Pentagram was appointed in 2011, initially to redesign the Sotheby’s website, but the project became an overhaul of the brand which is now anchored by a new identity.
The new wordmark is a Mercury font and replaces a previous Gill Sans-based sans serif.
It fits into the context of what Pentagram calls ‘new design standards’ for stationery and related print collateral, auction catalogues, Sotheby’s magazine, the Sotheby’s website and app, advertising and promotions, signage and environmental graphics, and auction ephemera like aprons and bid paddles.
Mercury is the primary typeface and Benton Sans the secondary font, while Freight is used as a tertiary typeface employed for display and headlines.
Miller commissioned type designer Akira Kobayashi from Monotype to create custom Chinese characters for Sotheby’s Hong Kong wordmark in a way that would complement the Mercury mark.
The website and magazine have a new editorial focus around art, collecting and ‘living with art’, themes which are also reflected in images and video.
Pentagram says a more intuitive navigation is ‘elegant and easy to use’ with departments and functions reorganised into simplified channels of information, comprising ‘mega menus’ and ‘fine-grain navigation’.
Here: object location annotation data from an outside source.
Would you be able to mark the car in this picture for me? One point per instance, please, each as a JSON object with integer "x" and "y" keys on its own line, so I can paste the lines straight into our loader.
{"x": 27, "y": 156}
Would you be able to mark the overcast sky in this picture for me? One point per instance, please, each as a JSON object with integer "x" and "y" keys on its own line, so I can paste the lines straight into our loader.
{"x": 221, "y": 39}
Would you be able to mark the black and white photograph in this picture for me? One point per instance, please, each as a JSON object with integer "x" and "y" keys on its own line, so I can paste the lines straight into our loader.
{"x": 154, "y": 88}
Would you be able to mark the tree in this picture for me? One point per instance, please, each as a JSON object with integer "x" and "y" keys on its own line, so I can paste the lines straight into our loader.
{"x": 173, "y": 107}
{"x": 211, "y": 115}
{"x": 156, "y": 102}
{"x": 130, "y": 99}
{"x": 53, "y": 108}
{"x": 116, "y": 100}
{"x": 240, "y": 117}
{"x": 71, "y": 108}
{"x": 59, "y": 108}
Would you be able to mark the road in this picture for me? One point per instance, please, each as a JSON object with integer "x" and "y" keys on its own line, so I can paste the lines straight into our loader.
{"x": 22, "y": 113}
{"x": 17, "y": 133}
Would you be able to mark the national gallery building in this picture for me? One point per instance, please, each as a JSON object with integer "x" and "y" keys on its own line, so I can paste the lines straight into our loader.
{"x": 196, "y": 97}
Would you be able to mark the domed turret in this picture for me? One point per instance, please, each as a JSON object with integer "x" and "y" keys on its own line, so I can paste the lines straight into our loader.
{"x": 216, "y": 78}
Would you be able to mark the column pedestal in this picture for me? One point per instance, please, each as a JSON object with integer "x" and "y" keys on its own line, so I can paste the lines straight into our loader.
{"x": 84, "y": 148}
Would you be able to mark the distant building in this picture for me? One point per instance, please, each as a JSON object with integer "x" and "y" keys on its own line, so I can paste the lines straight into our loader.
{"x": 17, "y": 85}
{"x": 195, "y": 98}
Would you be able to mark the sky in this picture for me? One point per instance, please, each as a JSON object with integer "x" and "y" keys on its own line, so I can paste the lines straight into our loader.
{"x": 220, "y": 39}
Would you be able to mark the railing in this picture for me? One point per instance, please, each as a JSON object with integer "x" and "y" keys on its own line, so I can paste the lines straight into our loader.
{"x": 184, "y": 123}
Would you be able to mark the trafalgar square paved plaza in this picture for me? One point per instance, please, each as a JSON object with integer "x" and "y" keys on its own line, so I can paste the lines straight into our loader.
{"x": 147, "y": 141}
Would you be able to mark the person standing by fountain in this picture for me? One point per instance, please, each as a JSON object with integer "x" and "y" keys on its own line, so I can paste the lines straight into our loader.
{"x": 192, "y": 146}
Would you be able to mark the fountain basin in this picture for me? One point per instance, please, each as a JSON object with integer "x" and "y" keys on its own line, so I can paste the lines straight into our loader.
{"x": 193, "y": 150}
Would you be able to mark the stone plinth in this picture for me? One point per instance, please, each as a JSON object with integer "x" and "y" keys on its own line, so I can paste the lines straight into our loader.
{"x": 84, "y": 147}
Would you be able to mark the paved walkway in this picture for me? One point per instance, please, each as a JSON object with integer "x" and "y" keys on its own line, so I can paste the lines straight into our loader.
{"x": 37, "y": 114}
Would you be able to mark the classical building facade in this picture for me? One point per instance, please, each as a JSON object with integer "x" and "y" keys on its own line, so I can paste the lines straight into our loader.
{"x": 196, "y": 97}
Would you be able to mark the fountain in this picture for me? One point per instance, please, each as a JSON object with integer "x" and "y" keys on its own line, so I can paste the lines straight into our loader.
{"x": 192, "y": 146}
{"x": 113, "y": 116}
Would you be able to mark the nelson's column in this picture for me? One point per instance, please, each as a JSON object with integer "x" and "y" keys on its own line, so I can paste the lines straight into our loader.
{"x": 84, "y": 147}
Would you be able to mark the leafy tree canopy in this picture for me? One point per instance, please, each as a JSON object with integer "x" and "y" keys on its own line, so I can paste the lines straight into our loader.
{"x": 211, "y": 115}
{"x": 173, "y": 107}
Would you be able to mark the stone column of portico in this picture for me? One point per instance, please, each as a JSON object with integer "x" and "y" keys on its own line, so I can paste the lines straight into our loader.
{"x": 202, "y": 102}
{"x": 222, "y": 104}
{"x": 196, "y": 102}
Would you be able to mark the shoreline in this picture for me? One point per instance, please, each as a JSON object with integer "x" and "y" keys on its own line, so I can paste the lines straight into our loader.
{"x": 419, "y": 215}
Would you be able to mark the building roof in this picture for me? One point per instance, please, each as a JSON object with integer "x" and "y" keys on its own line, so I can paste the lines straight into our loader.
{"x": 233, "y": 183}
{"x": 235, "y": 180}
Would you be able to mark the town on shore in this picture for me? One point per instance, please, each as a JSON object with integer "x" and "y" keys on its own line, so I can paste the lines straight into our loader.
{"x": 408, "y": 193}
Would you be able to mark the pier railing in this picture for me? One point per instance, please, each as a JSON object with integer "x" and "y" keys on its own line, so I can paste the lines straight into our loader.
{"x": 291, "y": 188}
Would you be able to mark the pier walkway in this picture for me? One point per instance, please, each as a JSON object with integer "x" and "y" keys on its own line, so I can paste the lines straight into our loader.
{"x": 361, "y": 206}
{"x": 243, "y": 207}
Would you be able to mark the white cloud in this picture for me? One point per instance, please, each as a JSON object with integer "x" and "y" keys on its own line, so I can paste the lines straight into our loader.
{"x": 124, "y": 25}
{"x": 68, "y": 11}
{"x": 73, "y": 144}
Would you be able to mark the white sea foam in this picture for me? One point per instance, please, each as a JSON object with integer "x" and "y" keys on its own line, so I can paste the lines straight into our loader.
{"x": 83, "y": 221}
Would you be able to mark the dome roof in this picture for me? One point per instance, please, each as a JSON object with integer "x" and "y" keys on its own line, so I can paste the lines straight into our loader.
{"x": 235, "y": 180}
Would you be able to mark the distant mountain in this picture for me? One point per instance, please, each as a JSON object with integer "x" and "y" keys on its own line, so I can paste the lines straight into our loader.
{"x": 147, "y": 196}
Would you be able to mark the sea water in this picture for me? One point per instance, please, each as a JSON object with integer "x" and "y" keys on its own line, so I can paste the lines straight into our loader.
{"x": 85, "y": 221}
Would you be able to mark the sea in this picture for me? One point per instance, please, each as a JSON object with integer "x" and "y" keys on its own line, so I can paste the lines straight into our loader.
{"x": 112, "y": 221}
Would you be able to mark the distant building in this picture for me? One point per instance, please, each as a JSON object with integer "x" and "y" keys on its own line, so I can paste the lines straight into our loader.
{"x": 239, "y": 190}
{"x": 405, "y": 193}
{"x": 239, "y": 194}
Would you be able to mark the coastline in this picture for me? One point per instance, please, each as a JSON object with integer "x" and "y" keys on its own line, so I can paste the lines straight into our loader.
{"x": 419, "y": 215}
As Sotheby’s publishes auction catalogues nearly every day Pentagram wanted to create a consistency in the look and feel.
Pentagram says, ‘The designers developed a uniform format for the catalogues that utilises the new logo as an insignia in one corner of the covers. Interior layouts are clean and minimal, with vibrant images silhouetted against white.’
Detail is shown in double-page spreads with full-bleed images and the Beneton font is used in titles headlines and text. The format has also been used for the catalogue iPad app.
Meanwhile the magazine has been given a new look ‘between an art journal and exhibition catalogue’ with new paper stocks and a matt finish cover.
A new grid ‘opens up the pages to let images and text breathe’ and a black bar is used as a graphic device to organise layouts and set off headlines.